Il y a les bijoux – l’affaire du Collier – ses
toilettes – grâce à sa modiste, Rose Bertin,
qui vient déballer des cartons chaque
matin – les coiffures – avec Alexandre,
jamais en mal d’invention – les soirées
théâtre au Trianon, les bals costumés,
mais il y a aussi le billard. Heureux
hasard, Louis XVI partage avec elle le
même engouement – c’est bien là leur
seul point commun – pour ce jeu ancien,
pratiqué par la noblesse depuis la fin du
XVe siècle. Louis XIV en était déjà grand
amateur et avait nommé son partenaire
de jeu, Chamillart, ministre de la Guerre.

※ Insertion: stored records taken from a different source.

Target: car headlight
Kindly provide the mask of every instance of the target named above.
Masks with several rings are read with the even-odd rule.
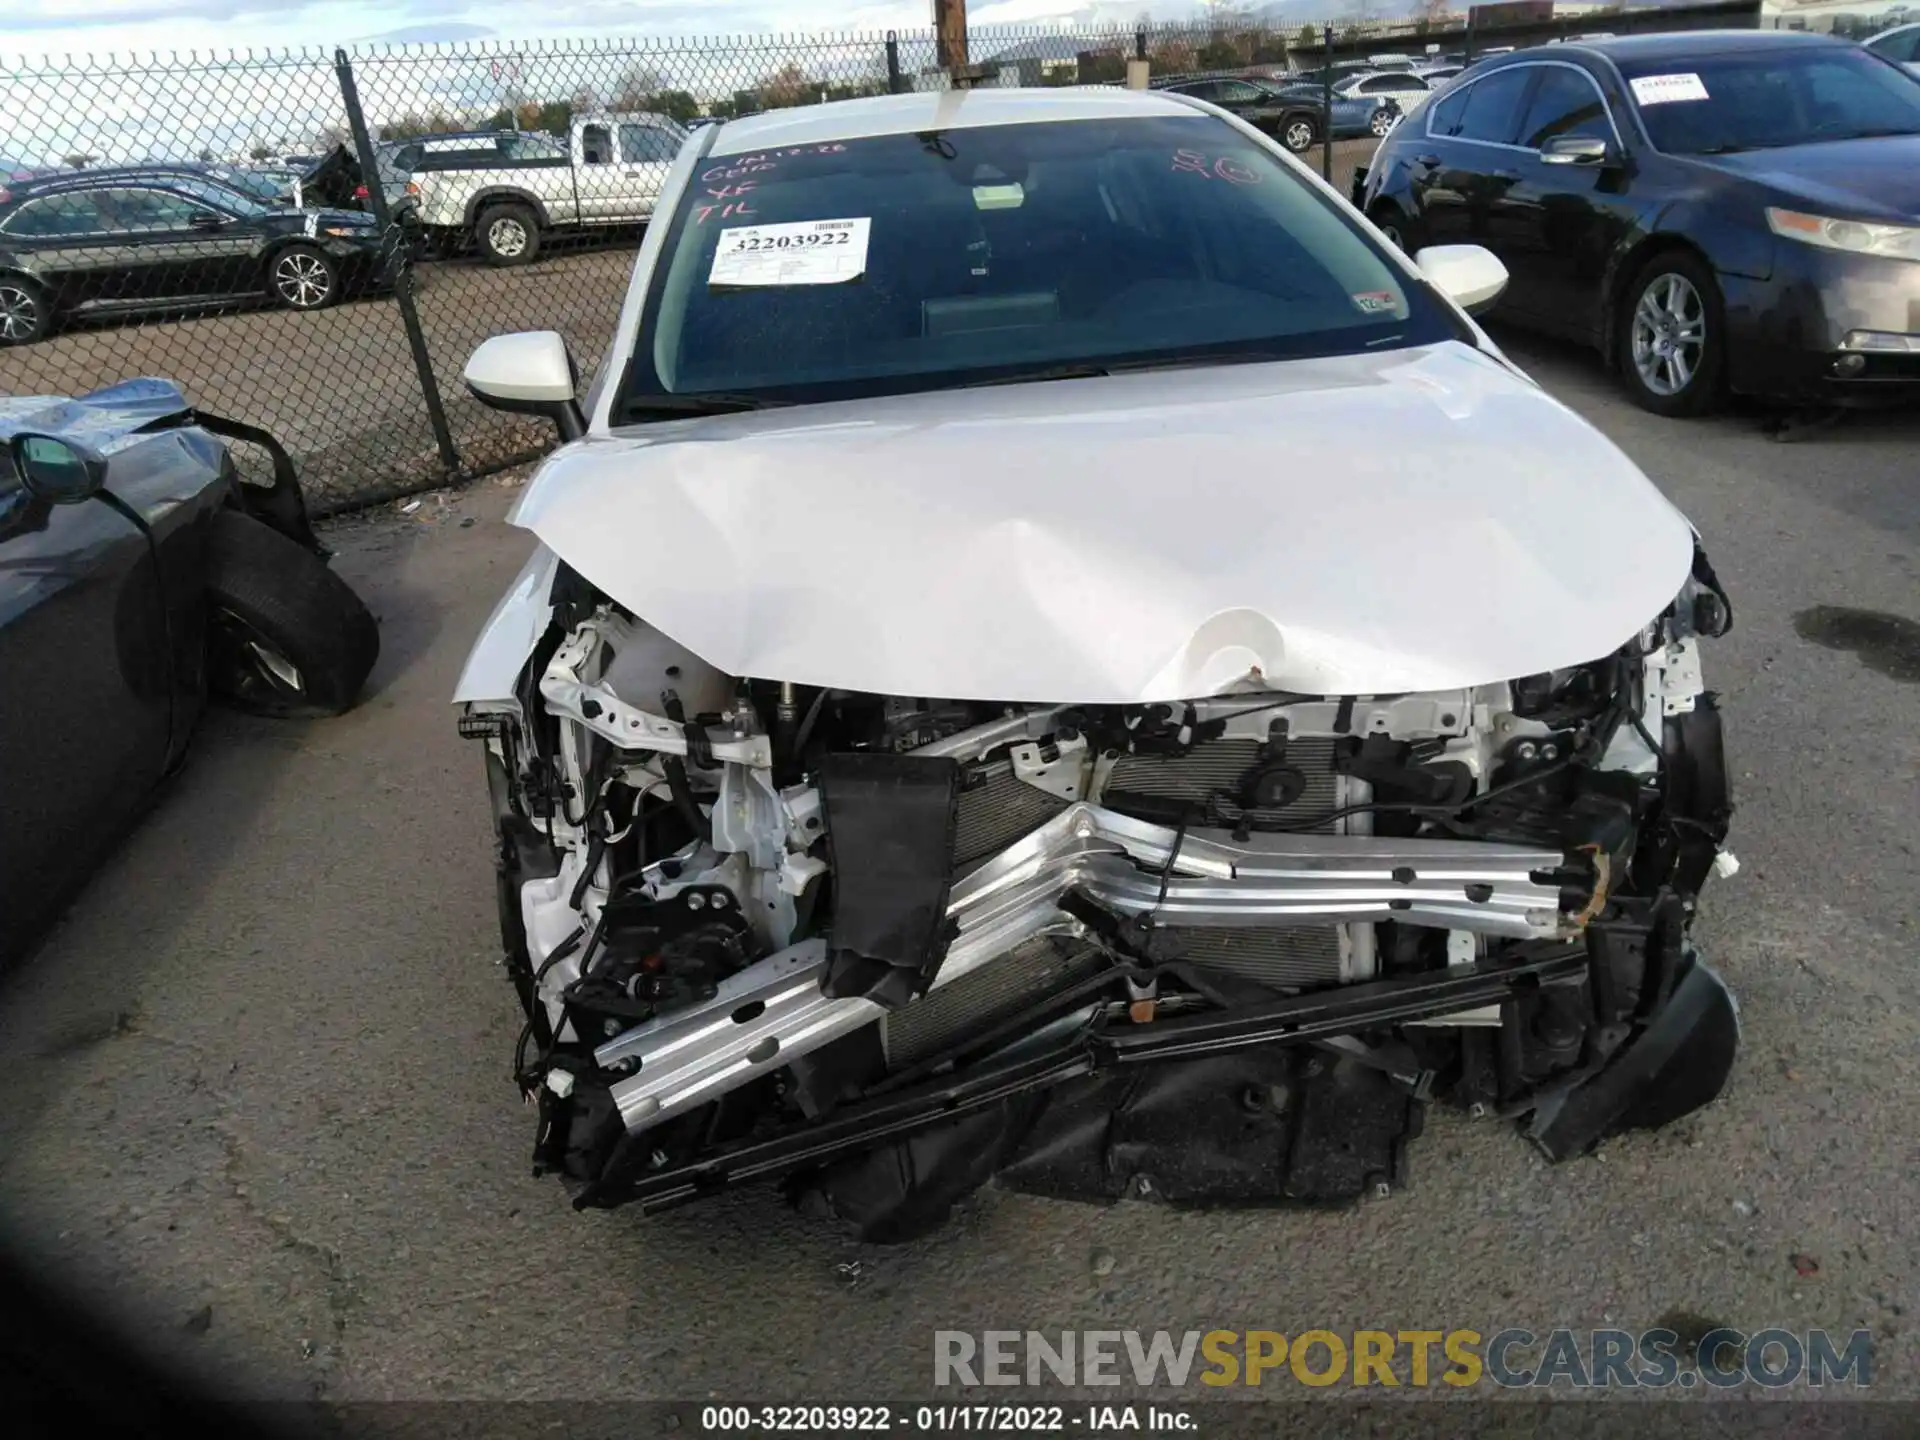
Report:
[[[320,227],[320,233],[322,235],[333,235],[342,240],[352,240],[356,236],[365,235],[367,232],[365,230],[355,230],[350,225],[323,225]]]
[[[1829,250],[1885,255],[1894,260],[1920,260],[1920,228],[1912,225],[1835,220],[1826,215],[1805,215],[1798,210],[1780,210],[1769,205],[1767,228],[1789,240],[1804,240]]]

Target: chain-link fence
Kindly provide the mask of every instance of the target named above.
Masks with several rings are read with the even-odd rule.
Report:
[[[1315,39],[989,28],[965,58],[976,85],[1115,85],[1136,61],[1280,75]],[[689,129],[944,89],[959,58],[929,30],[0,70],[0,393],[170,377],[277,434],[323,513],[529,458],[550,428],[461,367],[527,329],[599,364]]]

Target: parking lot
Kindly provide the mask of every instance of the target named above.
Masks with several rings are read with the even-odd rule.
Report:
[[[1372,140],[1333,147],[1344,195]],[[1303,157],[1316,170],[1319,150]],[[489,335],[558,330],[583,370],[612,338],[632,269],[631,236],[549,251],[524,267],[475,257],[418,266],[417,307],[463,471],[536,453],[543,425],[483,409],[460,382]],[[176,377],[193,401],[272,430],[321,511],[444,478],[399,309],[384,297],[294,313],[265,307],[137,322],[92,321],[30,346],[0,348],[0,394],[83,394],[140,375]]]
[[[1836,648],[1810,614],[1920,618],[1920,419],[1779,444],[1753,413],[1655,419],[1591,357],[1497,338],[1689,514],[1733,596],[1707,664],[1743,865],[1699,927],[1745,1026],[1719,1103],[1559,1167],[1434,1112],[1410,1186],[1351,1211],[989,1190],[899,1249],[765,1191],[576,1215],[528,1175],[479,756],[447,705],[527,549],[508,477],[337,524],[382,620],[374,693],[312,725],[212,716],[8,977],[9,1242],[256,1395],[877,1399],[927,1393],[936,1328],[1665,1323],[1865,1327],[1875,1395],[1920,1397],[1920,655],[1910,627]]]

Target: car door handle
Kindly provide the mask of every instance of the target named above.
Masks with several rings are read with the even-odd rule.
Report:
[[[1518,170],[1496,170],[1493,172],[1493,178],[1496,180],[1505,180],[1510,185],[1518,184],[1520,172]]]
[[[1413,163],[1416,165],[1424,165],[1427,169],[1431,170],[1439,165],[1440,157],[1438,155],[1416,155],[1413,157]]]

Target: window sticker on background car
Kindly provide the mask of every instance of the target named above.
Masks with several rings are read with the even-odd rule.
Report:
[[[839,285],[867,269],[870,217],[742,225],[720,232],[709,285]]]
[[[1381,315],[1399,308],[1399,301],[1391,290],[1360,290],[1352,298],[1355,307],[1368,315]]]
[[[1642,105],[1665,105],[1673,100],[1704,100],[1707,87],[1698,75],[1642,75],[1633,81],[1633,98]]]

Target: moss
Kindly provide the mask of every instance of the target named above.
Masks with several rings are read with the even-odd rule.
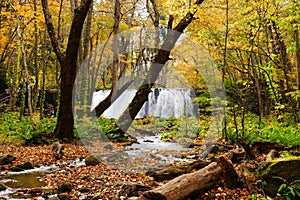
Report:
[[[288,182],[300,180],[299,173],[300,158],[280,158],[271,162],[262,163],[258,173],[259,178],[265,182],[264,190],[266,193],[275,196],[283,180]]]

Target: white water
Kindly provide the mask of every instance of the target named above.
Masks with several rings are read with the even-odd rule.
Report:
[[[103,101],[110,90],[100,90],[93,93],[91,111]],[[103,113],[107,118],[118,118],[134,98],[136,90],[128,89]],[[191,90],[182,88],[156,88],[148,96],[136,118],[154,116],[161,118],[196,116],[196,108],[192,102]]]

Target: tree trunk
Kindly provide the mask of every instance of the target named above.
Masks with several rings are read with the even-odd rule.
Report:
[[[119,69],[119,24],[121,19],[121,0],[115,0],[115,13],[114,13],[114,39],[113,39],[113,63],[112,63],[112,99],[116,98],[117,84],[118,84],[118,69]]]
[[[186,200],[215,186],[222,176],[229,187],[238,182],[238,175],[226,157],[221,157],[217,162],[196,172],[181,175],[158,188],[147,191],[138,200]]]
[[[42,82],[41,82],[41,91],[39,97],[39,107],[40,107],[40,119],[44,118],[44,107],[45,107],[45,82],[47,74],[47,32],[44,32],[44,47],[43,47],[43,64],[42,64]]]
[[[178,177],[182,174],[190,173],[193,170],[199,170],[208,164],[208,161],[199,159],[192,163],[181,163],[178,166],[170,165],[163,167],[157,171],[147,172],[147,175],[153,177],[155,181],[165,181]]]
[[[294,40],[295,40],[295,46],[296,46],[296,53],[295,53],[295,65],[297,70],[297,90],[300,92],[300,47],[299,47],[299,30],[298,27],[294,31]],[[298,110],[300,108],[300,99],[298,99]],[[298,119],[299,121],[299,119]]]
[[[33,8],[34,8],[34,16],[37,17],[37,0],[33,1]],[[39,42],[39,33],[38,33],[38,25],[37,20],[34,21],[34,75],[35,75],[35,83],[34,83],[34,90],[32,95],[32,110],[33,112],[36,111],[38,96],[39,96],[39,65],[38,65],[38,42]]]
[[[197,0],[194,4],[195,6],[198,6],[202,4],[203,1],[204,0]],[[149,69],[148,77],[145,78],[142,86],[138,88],[133,100],[117,121],[117,125],[122,132],[126,132],[128,130],[132,120],[136,117],[144,103],[148,100],[148,94],[151,92],[152,86],[163,69],[163,66],[170,59],[169,55],[171,50],[174,48],[181,33],[183,33],[186,27],[193,21],[195,13],[196,11],[193,13],[189,11],[174,28],[174,31],[168,31],[166,39],[164,40],[162,47],[158,50],[157,56]],[[130,117],[128,117],[128,112]]]
[[[52,22],[52,16],[48,9],[48,1],[42,0],[44,17],[51,44],[61,67],[61,93],[60,106],[57,117],[55,134],[58,138],[72,139],[74,129],[74,117],[72,110],[73,87],[78,69],[78,49],[83,29],[83,23],[90,8],[92,0],[83,0],[74,10],[74,17],[70,29],[68,45],[65,55],[59,48],[58,40]]]
[[[25,47],[23,43],[23,36],[21,35],[20,32],[20,26],[21,26],[21,20],[19,15],[17,14],[17,19],[18,19],[18,24],[17,24],[17,34],[18,34],[18,39],[20,40],[20,45],[21,45],[21,52],[22,52],[22,57],[23,57],[23,65],[24,65],[24,70],[25,70],[25,79],[23,87],[25,87],[25,93],[27,92],[27,104],[28,104],[28,116],[30,117],[30,120],[32,121],[34,127],[36,125],[34,118],[33,118],[33,113],[32,113],[32,101],[31,101],[31,81],[29,79],[29,72],[28,72],[28,66],[27,66],[27,61],[26,61],[26,52],[25,52]],[[26,100],[26,99],[25,99]]]

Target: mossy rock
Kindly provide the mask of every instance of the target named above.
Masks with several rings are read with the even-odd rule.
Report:
[[[21,172],[21,171],[23,171],[23,169],[19,166],[10,167],[9,170],[12,171],[12,172]]]
[[[89,191],[90,191],[89,188],[86,188],[86,187],[80,188],[81,193],[86,193],[86,192],[89,192]]]
[[[10,167],[9,170],[13,172],[20,172],[26,169],[33,169],[32,163],[31,162],[25,162],[21,165],[17,165],[15,167]]]
[[[71,190],[72,190],[72,185],[70,183],[64,183],[58,186],[59,192],[71,192]]]
[[[20,167],[22,169],[33,169],[33,165],[31,162],[25,162],[21,165],[18,165],[18,167]]]
[[[85,158],[86,166],[94,166],[101,163],[101,156],[98,154],[92,154]]]
[[[300,180],[300,157],[263,162],[258,169],[258,175],[265,183],[263,188],[265,193],[275,196],[280,185],[283,184],[281,179],[287,182]]]

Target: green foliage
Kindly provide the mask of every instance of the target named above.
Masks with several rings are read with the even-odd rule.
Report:
[[[116,126],[114,119],[99,117],[98,120],[84,117],[77,121],[75,136],[89,140],[110,139],[113,141],[126,141],[127,136]]]
[[[179,144],[190,144],[193,139],[204,136],[206,132],[206,127],[200,126],[199,120],[194,117],[159,119],[156,124],[160,127],[158,135],[163,141]]]
[[[280,185],[277,196],[284,197],[287,200],[299,199],[300,198],[300,180],[295,180],[289,182],[288,180],[275,176],[273,178],[279,179],[282,181]]]
[[[286,118],[286,117],[284,117]],[[241,130],[241,117],[237,117],[238,127]],[[300,129],[296,123],[288,120],[278,121],[275,117],[262,119],[259,125],[259,117],[254,114],[245,116],[244,121],[245,135],[244,139],[250,143],[264,140],[288,146],[300,145]],[[236,139],[236,130],[233,117],[227,118],[227,133],[230,140]],[[239,137],[243,137],[239,131]]]
[[[39,138],[37,143],[50,143],[51,135],[55,128],[55,118],[36,120],[34,126],[29,117],[19,118],[19,113],[2,114],[0,118],[1,144],[28,144],[28,141]],[[49,140],[48,140],[49,139]],[[29,142],[31,143],[31,142]],[[33,142],[35,143],[35,142]]]

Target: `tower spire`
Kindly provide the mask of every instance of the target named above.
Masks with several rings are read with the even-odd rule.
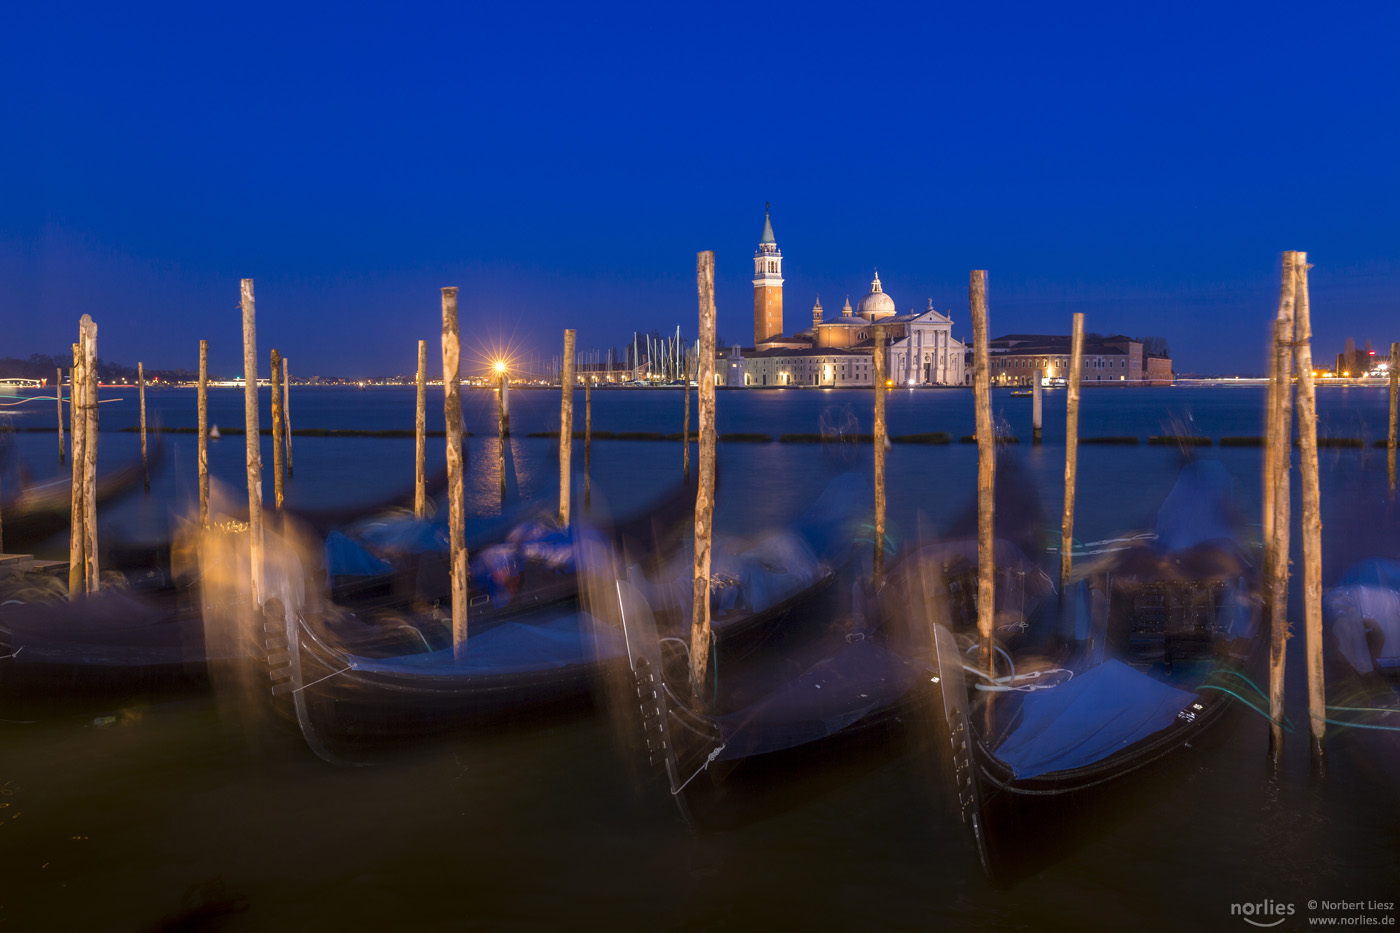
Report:
[[[776,246],[777,243],[778,243],[778,241],[773,237],[773,221],[772,221],[772,219],[768,216],[768,206],[769,206],[769,205],[768,205],[768,202],[767,202],[767,201],[764,201],[764,202],[763,202],[763,236],[760,237],[759,240],[758,240],[758,245],[759,245],[759,246],[763,246],[763,245],[769,244],[769,243],[771,243],[771,244],[773,244],[773,245]]]
[[[783,333],[783,254],[773,236],[769,205],[763,205],[763,238],[753,254],[753,342]]]

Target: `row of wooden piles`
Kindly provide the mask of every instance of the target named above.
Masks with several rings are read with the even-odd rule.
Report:
[[[1282,286],[1279,308],[1274,325],[1271,378],[1268,400],[1268,441],[1265,449],[1263,474],[1263,577],[1266,618],[1271,626],[1270,650],[1270,742],[1269,759],[1277,769],[1281,765],[1284,734],[1284,686],[1287,640],[1290,529],[1290,472],[1292,464],[1293,410],[1296,391],[1298,442],[1302,486],[1302,553],[1303,553],[1303,615],[1306,632],[1310,748],[1315,769],[1326,771],[1325,683],[1322,667],[1322,571],[1321,518],[1317,458],[1317,410],[1312,372],[1311,319],[1308,297],[1306,254],[1283,254]],[[711,542],[714,517],[715,469],[715,300],[714,254],[698,255],[696,270],[699,295],[699,340],[697,371],[699,476],[695,507],[694,606],[691,632],[691,677],[697,694],[706,682],[710,644]],[[249,533],[252,540],[250,567],[253,598],[260,602],[262,591],[262,455],[258,413],[257,336],[253,280],[241,285],[244,337],[245,419],[247,438],[247,479],[249,504]],[[969,305],[973,327],[973,394],[976,408],[976,437],[978,445],[978,630],[982,663],[990,668],[992,652],[993,605],[995,601],[996,567],[994,549],[994,489],[996,472],[996,436],[992,428],[990,367],[987,349],[987,273],[974,270],[969,279]],[[884,576],[885,560],[885,329],[875,327],[874,353],[874,555],[873,583],[879,586]],[[97,454],[97,326],[88,315],[80,322],[80,342],[73,345],[73,369],[70,376],[71,421],[73,449],[73,521],[70,544],[69,589],[71,598],[95,592],[99,586],[96,529],[96,454]],[[1079,392],[1083,365],[1084,316],[1075,314],[1070,350],[1070,372],[1067,379],[1067,415],[1065,425],[1065,486],[1064,510],[1061,518],[1060,583],[1061,591],[1068,586],[1073,561],[1073,532],[1075,480],[1079,428]],[[573,448],[573,388],[576,381],[573,367],[575,332],[564,332],[562,396],[559,427],[559,523],[570,522],[571,456]],[[209,520],[208,473],[208,341],[199,347],[199,509],[201,525]],[[1391,345],[1390,368],[1390,429],[1388,437],[1388,473],[1391,488],[1396,483],[1397,398],[1400,398],[1400,344]],[[457,289],[442,289],[442,365],[443,408],[447,424],[447,471],[450,569],[452,578],[453,644],[460,655],[467,643],[467,562],[465,544],[465,499],[463,495],[464,461],[462,457],[461,415],[461,332],[457,313]],[[1296,376],[1294,367],[1296,366]],[[272,437],[274,469],[274,504],[284,505],[283,475],[292,475],[291,428],[288,410],[287,361],[278,350],[271,355],[272,372]],[[687,369],[687,377],[690,375]],[[62,372],[59,372],[59,457],[63,458],[62,436]],[[683,471],[690,472],[690,388],[686,379],[684,392]],[[150,488],[146,456],[146,406],[144,367],[138,364],[141,408],[141,459],[146,488]],[[426,385],[427,342],[418,341],[415,444],[414,512],[426,517]],[[1039,380],[1037,379],[1038,383]],[[592,380],[584,380],[585,398],[585,502],[588,495],[589,441],[592,428]],[[507,376],[501,373],[498,389],[498,430],[502,445],[509,435]],[[1039,385],[1035,386],[1035,432],[1040,434]],[[285,458],[284,458],[285,442]],[[284,463],[285,459],[285,463]],[[502,473],[504,483],[504,472]],[[0,541],[3,541],[0,538]],[[0,548],[3,550],[3,548]]]

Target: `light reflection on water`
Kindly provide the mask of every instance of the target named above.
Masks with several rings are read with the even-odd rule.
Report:
[[[152,396],[165,423],[192,406],[192,393]],[[1340,397],[1323,397],[1334,433],[1383,436],[1383,402],[1358,393],[1360,403],[1347,407]],[[241,398],[225,407],[240,410]],[[1053,522],[1063,481],[1063,448],[1053,440],[1063,411],[1056,415],[1050,398],[1040,448],[1024,442],[1029,406],[1000,404],[1023,438],[1019,453]],[[469,441],[469,512],[499,515],[494,403],[466,399],[477,435]],[[867,401],[851,392],[722,393],[721,430],[818,431],[823,413],[847,408],[869,430]],[[1083,433],[1145,437],[1189,413],[1203,435],[1257,434],[1261,401],[1249,390],[1086,393]],[[680,427],[679,393],[600,391],[593,402],[600,430]],[[512,403],[508,489],[551,502],[557,444],[524,435],[557,428],[558,395],[519,392]],[[294,390],[292,404],[299,428],[412,424],[411,390]],[[921,513],[942,527],[971,504],[975,447],[956,441],[970,431],[970,407],[970,393],[891,397],[892,433],[954,435],[947,446],[889,451],[890,519],[902,534]],[[123,415],[104,409],[103,417],[117,427]],[[34,472],[52,468],[52,435],[15,439]],[[152,497],[113,506],[104,521],[155,537],[172,504],[188,500],[194,439],[170,435],[166,445]],[[265,446],[270,464],[270,441]],[[434,456],[441,449],[440,438],[430,440]],[[102,437],[104,462],[136,450],[134,435]],[[1226,465],[1241,507],[1257,514],[1260,452],[1205,454]],[[212,445],[215,476],[239,488],[242,457],[241,438]],[[723,444],[717,526],[740,533],[784,521],[834,472],[869,473],[869,459],[868,447]],[[1076,536],[1092,540],[1138,524],[1165,495],[1179,459],[1164,447],[1081,449]],[[581,470],[581,442],[573,462]],[[1339,484],[1379,458],[1324,451],[1323,462]],[[375,499],[411,483],[413,441],[297,438],[296,464],[293,502]],[[679,479],[679,443],[598,440],[591,467],[595,504],[625,514]],[[1324,505],[1341,507],[1335,499]],[[1330,515],[1324,528],[1338,529]],[[1300,589],[1292,587],[1295,617]],[[1295,639],[1290,650],[1295,723],[1306,716],[1301,645]],[[1232,902],[1384,899],[1400,880],[1394,784],[1378,789],[1339,756],[1331,781],[1314,785],[1297,735],[1283,779],[1271,782],[1266,730],[1253,717],[1123,799],[1089,808],[1083,838],[1027,839],[1063,852],[1007,890],[982,879],[956,817],[929,793],[919,763],[905,759],[840,762],[820,787],[794,786],[768,818],[695,835],[670,811],[633,798],[629,768],[614,754],[606,723],[594,718],[461,738],[347,769],[323,765],[294,743],[254,754],[237,725],[200,698],[0,723],[0,743],[0,803],[9,804],[0,808],[0,923],[16,929],[149,929],[201,907],[224,916],[227,929],[576,926],[594,917],[646,928],[1216,929],[1239,923],[1229,915]]]

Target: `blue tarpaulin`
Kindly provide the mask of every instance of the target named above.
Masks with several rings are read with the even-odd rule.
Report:
[[[375,557],[340,532],[326,535],[326,576],[330,579],[373,577],[393,569],[388,561]]]
[[[1170,726],[1196,700],[1121,661],[1027,694],[1021,722],[996,750],[1018,778],[1102,761]]]
[[[523,674],[620,658],[624,647],[622,633],[570,607],[469,632],[460,661],[451,648],[393,658],[350,655],[349,661],[357,671],[384,674]]]

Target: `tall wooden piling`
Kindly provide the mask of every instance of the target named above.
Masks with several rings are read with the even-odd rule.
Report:
[[[1313,772],[1327,776],[1327,682],[1322,667],[1322,512],[1317,469],[1317,398],[1312,372],[1308,270],[1300,261],[1294,299],[1294,359],[1298,369],[1298,440],[1303,487],[1303,631],[1308,669],[1308,720]]]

Il ne demeure aujourd’hui qu’un seul
billard au château de Versailles, mais
il faut en imaginer un peu partout dans
chaque appartement. À la boule blanche,
Marie-Antoinette préfère encore cependant
le pharaon, où elle engloutit des sommes…
pharaoniques. À son exemple, on organise
des parties dans les antichambres, dans
les salles des garçons de la chambre du
roi. On joue à tous les étages, avec des
individus parfois peu recommandables.
Louis XVI s’en émeut et gronde son
épouse, qui brade ainsi à si bon compte
l’argent du royaume. Le roi finit donc par
interdire ce pharaon qui lui fait du tort.
La reine boude, il revient sur sa décision.